Last autumn, when I finally managed to study a module on Film Introduction, it gave me the kicks, closed a circle and got an item ticked off my bucket list. I gushed as I called home to my mother: the same Italian film traditions she would prattle through my childhood was the fodder of my examinations.
My professor, an Irishman with the famed quick wit of his race, had taught in Mumbai and Delhi universities earlier. He indulged my off-syllabus questions, pointed out references, did everything he should have not to distract me from attending more studiously to my more difficult modules. “Thik haye, thik haye,” he smiled benignly then I interjected “Achha” to an explanation.
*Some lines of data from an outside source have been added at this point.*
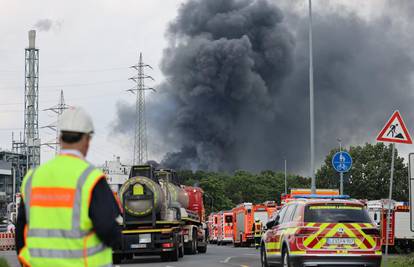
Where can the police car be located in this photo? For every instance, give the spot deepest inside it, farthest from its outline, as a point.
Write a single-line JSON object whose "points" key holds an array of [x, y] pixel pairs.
{"points": [[321, 231]]}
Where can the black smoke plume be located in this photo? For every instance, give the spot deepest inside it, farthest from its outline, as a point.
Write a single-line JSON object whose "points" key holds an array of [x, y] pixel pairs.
{"points": [[236, 92]]}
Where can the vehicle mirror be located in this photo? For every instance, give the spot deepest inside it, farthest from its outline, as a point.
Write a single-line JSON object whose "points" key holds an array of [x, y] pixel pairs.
{"points": [[270, 224]]}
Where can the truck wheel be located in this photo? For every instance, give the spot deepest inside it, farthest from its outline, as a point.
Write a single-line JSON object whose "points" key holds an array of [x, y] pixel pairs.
{"points": [[263, 256], [202, 249], [181, 248], [285, 258], [116, 258], [175, 254], [193, 247]]}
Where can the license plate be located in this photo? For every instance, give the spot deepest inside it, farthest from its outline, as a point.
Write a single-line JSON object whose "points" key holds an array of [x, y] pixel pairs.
{"points": [[340, 241], [138, 245], [144, 238]]}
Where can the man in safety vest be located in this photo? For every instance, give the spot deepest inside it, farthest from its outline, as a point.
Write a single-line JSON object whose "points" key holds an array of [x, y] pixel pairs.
{"points": [[257, 230], [67, 212]]}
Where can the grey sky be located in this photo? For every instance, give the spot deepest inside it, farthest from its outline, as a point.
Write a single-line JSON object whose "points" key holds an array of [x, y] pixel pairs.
{"points": [[88, 45]]}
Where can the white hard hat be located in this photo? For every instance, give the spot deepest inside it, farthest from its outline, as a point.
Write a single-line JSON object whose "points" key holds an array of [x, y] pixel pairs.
{"points": [[75, 119]]}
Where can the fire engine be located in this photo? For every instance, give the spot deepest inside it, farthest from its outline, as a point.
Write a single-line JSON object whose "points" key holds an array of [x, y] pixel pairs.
{"points": [[400, 234], [224, 227], [212, 228], [244, 216]]}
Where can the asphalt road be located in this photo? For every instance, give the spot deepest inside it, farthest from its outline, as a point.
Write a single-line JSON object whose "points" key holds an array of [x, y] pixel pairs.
{"points": [[216, 256]]}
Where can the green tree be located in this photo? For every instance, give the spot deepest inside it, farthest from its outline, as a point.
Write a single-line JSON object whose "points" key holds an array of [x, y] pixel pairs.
{"points": [[370, 174]]}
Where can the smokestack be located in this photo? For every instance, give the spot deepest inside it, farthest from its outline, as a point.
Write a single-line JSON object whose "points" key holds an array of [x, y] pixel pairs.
{"points": [[32, 38]]}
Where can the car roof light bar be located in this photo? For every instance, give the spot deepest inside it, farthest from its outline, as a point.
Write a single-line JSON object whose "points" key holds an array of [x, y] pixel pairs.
{"points": [[323, 196]]}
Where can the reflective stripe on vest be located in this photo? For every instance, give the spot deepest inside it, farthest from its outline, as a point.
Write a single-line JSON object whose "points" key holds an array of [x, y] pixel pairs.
{"points": [[75, 232], [59, 230]]}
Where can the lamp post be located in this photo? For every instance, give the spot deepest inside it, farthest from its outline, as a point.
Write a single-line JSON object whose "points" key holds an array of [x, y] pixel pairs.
{"points": [[311, 104], [341, 174]]}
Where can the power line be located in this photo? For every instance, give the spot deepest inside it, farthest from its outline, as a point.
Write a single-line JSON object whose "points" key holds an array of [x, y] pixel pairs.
{"points": [[69, 70], [140, 140], [64, 85]]}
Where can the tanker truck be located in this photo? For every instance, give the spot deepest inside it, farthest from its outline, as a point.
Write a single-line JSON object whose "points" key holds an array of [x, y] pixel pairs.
{"points": [[160, 216]]}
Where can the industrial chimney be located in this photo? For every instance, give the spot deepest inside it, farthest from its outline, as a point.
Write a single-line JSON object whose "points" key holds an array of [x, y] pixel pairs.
{"points": [[32, 38]]}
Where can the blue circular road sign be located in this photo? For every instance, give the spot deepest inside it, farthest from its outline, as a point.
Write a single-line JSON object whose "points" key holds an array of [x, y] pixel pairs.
{"points": [[342, 161]]}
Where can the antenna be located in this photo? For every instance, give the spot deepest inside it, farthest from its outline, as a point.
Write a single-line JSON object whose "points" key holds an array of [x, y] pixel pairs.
{"points": [[140, 140], [58, 109], [31, 102]]}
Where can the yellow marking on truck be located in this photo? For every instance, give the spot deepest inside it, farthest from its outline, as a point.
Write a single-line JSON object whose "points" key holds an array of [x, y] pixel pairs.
{"points": [[169, 230]]}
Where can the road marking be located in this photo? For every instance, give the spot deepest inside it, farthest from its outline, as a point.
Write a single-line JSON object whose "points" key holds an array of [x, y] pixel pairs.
{"points": [[226, 260]]}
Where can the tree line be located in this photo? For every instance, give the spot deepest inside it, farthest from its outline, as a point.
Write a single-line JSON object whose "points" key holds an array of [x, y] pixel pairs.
{"points": [[368, 179]]}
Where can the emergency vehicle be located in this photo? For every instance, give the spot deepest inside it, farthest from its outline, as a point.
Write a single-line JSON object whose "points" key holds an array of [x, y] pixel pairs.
{"points": [[284, 198], [244, 216], [400, 234], [321, 231], [212, 228], [225, 227]]}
Dr O’Leary also put my love for Bengali experimental cinema in its place when he said that Bengal’s self-image of its achievements as the ultimate and absolute ran into an off-putting excess.
My first film critique, The Mother (2003): Crossing Lines has been published by Mirrorfect, this thought-provoking e-journal put in circulation by a group of young academics of varied disciplines. I chose Mirrorfect for the writing is of high quality – barring a few typos - their concerns topical, diverse and stimulating. This is the kind of Indian youth I want to see flourish; I hope the coming years will not gobble up their energy and enthusiasm into personal, commercial persuasions completely and Mirrorfect will have more than flicker presence. Long live the fine Indian tradition of little magazines, in newer avatars.